At the end of May, offshore investors held 2.38 trillion yuan in Chinese government bonds, down 0.6 percent from a month earlier. Quasi-sovereign policy bank bond holdings fell even quicker, falling 7.7% month on month and 11.7 percent year on year to 889.9 billion yuan.

"Due to the desynchronized monetary policy between the United States and China, international investors have continued to dump Chinese assets," said Gary Ng, Asia Pacific senior economist at Natixis in Hong Kong.

"Capital outflows from Chinese bonds may continue to be driven by the global monetary tide turning."

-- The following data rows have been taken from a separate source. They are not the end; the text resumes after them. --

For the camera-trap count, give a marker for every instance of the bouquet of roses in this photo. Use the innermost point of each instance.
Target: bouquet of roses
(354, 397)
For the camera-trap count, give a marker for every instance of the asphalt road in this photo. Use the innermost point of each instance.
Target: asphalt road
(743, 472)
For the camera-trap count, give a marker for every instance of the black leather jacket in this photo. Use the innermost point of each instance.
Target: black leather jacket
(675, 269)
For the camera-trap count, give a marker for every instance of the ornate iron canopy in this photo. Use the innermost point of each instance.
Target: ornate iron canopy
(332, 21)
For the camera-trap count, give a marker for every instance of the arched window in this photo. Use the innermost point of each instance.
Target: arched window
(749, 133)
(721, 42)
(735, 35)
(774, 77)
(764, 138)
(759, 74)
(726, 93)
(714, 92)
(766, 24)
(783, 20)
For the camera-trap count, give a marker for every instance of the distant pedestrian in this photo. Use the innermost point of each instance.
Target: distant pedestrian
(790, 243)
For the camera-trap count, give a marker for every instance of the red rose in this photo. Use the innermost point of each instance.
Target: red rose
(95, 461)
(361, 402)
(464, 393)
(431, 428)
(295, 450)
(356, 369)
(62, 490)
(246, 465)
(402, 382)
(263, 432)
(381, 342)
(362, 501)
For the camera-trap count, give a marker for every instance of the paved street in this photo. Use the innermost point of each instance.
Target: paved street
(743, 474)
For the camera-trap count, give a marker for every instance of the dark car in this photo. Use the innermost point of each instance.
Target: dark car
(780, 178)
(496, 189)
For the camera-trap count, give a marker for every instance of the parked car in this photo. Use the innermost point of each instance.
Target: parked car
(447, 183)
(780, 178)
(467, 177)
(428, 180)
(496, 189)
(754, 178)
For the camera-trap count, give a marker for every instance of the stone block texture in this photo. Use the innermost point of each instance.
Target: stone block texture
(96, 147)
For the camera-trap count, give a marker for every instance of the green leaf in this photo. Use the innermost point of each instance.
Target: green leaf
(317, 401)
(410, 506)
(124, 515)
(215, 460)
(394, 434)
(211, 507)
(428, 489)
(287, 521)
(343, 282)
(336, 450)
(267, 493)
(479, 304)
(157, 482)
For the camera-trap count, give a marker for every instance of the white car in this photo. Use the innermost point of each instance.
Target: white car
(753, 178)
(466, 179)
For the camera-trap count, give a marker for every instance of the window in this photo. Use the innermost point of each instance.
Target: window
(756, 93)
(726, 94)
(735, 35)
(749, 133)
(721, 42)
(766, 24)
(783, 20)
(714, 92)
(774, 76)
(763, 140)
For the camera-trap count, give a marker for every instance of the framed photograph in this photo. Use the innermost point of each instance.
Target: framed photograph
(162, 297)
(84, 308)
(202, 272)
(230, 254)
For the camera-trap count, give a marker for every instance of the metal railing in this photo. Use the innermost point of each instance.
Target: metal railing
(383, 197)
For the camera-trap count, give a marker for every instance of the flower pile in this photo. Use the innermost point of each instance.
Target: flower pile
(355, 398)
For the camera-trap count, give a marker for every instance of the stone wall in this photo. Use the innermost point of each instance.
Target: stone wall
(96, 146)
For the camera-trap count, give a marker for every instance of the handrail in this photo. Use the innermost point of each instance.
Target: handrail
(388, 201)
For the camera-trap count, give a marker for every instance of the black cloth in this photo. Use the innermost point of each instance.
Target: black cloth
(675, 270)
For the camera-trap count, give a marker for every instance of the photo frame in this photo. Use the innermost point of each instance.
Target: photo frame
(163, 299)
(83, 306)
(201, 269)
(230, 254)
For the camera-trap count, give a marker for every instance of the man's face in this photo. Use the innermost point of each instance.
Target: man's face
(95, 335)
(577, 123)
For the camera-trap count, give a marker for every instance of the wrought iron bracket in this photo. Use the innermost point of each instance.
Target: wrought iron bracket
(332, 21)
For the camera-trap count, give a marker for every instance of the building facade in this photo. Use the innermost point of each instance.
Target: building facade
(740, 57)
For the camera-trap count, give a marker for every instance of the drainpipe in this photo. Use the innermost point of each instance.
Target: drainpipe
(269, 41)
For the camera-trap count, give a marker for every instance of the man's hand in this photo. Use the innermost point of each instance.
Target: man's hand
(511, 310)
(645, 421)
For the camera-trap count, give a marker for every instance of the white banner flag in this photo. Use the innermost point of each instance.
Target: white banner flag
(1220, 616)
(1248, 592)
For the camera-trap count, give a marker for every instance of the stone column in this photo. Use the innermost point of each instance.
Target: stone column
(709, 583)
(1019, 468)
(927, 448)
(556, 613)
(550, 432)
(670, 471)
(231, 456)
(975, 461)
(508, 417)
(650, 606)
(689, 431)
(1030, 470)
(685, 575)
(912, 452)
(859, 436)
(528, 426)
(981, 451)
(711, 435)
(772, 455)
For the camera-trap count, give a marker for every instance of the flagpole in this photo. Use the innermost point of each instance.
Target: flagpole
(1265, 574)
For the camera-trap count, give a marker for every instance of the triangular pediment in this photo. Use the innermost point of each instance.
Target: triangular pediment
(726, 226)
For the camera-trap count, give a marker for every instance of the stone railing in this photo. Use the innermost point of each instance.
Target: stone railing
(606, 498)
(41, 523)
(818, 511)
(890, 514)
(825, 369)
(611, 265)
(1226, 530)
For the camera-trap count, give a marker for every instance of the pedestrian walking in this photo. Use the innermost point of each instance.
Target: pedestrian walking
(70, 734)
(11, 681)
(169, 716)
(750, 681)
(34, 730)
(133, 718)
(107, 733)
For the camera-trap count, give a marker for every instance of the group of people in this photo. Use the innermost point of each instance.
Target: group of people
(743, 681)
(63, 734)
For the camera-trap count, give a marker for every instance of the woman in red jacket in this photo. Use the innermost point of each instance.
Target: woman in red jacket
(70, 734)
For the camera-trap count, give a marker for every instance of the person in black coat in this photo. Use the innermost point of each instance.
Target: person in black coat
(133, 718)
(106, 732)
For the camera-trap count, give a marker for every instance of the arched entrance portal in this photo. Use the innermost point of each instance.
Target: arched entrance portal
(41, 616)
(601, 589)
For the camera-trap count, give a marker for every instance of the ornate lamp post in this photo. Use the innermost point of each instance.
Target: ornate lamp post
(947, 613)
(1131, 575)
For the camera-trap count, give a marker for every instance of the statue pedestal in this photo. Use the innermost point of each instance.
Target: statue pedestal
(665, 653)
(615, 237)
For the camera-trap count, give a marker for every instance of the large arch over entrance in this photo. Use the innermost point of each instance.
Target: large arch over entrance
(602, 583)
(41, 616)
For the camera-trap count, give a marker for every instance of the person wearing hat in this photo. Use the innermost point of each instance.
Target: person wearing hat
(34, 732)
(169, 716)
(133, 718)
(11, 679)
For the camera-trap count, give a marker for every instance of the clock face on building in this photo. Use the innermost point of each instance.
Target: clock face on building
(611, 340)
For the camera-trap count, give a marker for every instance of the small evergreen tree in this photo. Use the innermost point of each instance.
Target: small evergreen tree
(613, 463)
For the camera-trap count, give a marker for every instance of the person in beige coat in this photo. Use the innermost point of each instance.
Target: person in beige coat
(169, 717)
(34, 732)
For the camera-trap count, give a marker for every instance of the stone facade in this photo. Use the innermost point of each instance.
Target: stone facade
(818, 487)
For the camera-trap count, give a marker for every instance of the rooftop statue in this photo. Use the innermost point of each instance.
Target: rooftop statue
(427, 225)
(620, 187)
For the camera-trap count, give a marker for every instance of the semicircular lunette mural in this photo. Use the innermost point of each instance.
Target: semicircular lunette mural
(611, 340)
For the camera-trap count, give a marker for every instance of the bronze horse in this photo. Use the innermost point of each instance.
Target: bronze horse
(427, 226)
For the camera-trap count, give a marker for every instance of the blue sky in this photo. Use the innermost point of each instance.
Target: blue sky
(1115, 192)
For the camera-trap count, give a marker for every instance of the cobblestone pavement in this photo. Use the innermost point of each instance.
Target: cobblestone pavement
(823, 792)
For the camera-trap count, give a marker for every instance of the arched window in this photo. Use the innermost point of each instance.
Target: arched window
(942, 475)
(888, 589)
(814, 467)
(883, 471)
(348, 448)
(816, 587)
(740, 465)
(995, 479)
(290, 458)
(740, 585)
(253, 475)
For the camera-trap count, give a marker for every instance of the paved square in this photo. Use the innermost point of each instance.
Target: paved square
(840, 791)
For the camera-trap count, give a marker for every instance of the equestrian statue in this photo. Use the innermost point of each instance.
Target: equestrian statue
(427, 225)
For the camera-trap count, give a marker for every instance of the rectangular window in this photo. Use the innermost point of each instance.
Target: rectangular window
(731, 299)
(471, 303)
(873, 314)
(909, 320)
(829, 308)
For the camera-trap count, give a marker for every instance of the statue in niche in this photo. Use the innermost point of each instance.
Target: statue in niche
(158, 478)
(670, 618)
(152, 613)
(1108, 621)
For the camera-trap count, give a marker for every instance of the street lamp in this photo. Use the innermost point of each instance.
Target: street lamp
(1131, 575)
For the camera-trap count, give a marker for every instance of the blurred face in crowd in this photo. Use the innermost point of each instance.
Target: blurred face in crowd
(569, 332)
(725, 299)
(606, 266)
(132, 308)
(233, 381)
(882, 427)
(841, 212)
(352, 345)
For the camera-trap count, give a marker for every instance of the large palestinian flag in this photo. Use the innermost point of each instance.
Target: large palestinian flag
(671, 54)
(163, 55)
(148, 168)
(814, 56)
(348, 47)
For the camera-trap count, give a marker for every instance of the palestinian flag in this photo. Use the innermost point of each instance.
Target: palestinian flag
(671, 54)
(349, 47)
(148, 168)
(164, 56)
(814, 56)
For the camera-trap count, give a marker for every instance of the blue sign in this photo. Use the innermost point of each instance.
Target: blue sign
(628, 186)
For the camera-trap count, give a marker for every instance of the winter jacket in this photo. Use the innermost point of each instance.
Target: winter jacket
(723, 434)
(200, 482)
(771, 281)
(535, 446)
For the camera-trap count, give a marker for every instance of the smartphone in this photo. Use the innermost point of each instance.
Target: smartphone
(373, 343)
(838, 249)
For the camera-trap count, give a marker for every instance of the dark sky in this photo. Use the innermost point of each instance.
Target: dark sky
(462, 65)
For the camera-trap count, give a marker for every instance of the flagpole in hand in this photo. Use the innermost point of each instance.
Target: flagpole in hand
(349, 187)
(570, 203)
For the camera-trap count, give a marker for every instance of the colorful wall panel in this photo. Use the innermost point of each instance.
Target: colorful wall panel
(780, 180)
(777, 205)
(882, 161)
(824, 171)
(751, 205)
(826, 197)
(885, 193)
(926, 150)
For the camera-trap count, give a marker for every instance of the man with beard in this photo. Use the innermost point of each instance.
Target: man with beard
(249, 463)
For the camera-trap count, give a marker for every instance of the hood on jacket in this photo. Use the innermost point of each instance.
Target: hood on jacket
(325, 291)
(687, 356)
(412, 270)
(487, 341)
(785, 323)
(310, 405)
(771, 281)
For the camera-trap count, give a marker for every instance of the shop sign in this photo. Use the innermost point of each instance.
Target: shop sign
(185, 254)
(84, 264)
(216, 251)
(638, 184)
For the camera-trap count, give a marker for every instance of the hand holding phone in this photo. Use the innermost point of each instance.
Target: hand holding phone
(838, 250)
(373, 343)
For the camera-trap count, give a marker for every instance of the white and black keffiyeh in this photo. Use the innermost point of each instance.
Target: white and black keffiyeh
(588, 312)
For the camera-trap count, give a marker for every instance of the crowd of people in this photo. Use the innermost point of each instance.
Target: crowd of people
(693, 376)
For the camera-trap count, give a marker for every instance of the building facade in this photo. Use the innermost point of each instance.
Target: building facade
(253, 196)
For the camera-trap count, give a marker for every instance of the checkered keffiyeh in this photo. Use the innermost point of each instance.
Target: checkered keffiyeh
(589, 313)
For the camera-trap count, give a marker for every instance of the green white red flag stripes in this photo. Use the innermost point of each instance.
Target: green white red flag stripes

The Federal Reserve of the United States raised interest rates for the first time since 1994 on Wednesday, raising the target federal funds rate by three-quarters of a percentage point and projecting more increases as it tries to contain rising inflation.

Investors in China, on the other hand, continue to expect greater policy support as the government attempts to pull the economy out of a deep COVID-induced depression. Concerns over capital outflows have limited China's capacity to loosen policy, according to analysts.

Chinese 10-year government bonds yielded 51 basis points less than their US counterparts on Thursday, down from a 115 basis point premium in early March, reflecting the disparity.

Investors wanting China exposure are likely to choose its government debt, according to Ng. The speedier selloff in policy bank bonds reflects greater risk aversion, he said.